Depuis le scandale Cambridge Analytica, Facebook s’est vanté d’avoir changé et renforcé ses paramètres de confidentialité. Il semblerait cependant que le géant ne nous ait pas tout dit. En effet, selon Gizmodo, il aurait récemment bloqué l’accès à des informations sensibles qui étaient jusqu’alors disponibles pour les annonceurs. Ces informations leurs permettaient de mesurer l’impact de leurs campagnes publicitaires.

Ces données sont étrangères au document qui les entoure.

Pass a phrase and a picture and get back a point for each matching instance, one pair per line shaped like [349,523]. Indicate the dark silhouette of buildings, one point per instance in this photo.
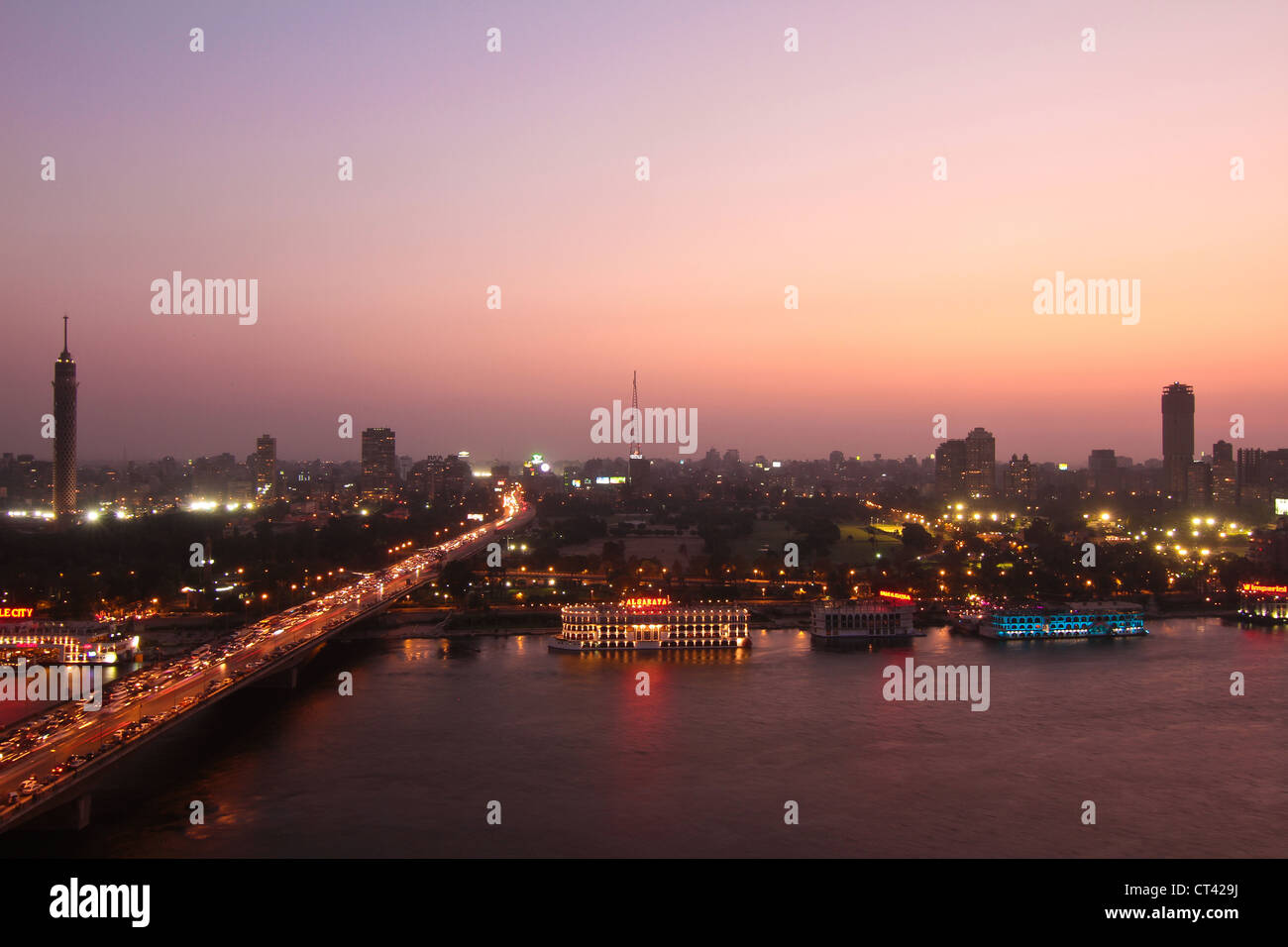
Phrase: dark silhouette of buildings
[1177,437]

Le programme “Advanced Mobile Measurement Partner” concerné

Facebook a clôturé une source de données qui était devenue “indispensable aux publicitaires” car celle-ci partageait aux annonceurs des informations sur l’appareil des personnes ciblées. Il semblerait que ces données aient été disponibles pendant plusieurs années via le programme de partenaires marketing de Facebook. Suite au scandale Cambridge Analytica et à la surveillance des régulateurs à laquelle est confrontée le réseau social, celui-ci a décidé en janvier, il y a quelques semaines donc, de mettre à jour les conditions d’utilisations de son programme de façon tout à fait discrète.

Les données auxquelles les annonceurs n’ont désormais plus accès ne n’étaient pas ultra sensibles comme des noms ou numéro de téléphone, cependant, elles permettaient aux annonceurs de cibler précisément leurs campagnes en fonction des appareils des utilisateurs Facebook. L’entreprise de Mark Zuckerberg n’a pas souhaité apporter de détails, mais a bel et bien confirmé la mise à jour des conditions d’utilisation. Ainsi, depuis le 5 février, les partenaires doivent accepter les nouvelles conditions de Facebook, ils ont jusqu’au 22 avril prochain pour le faire.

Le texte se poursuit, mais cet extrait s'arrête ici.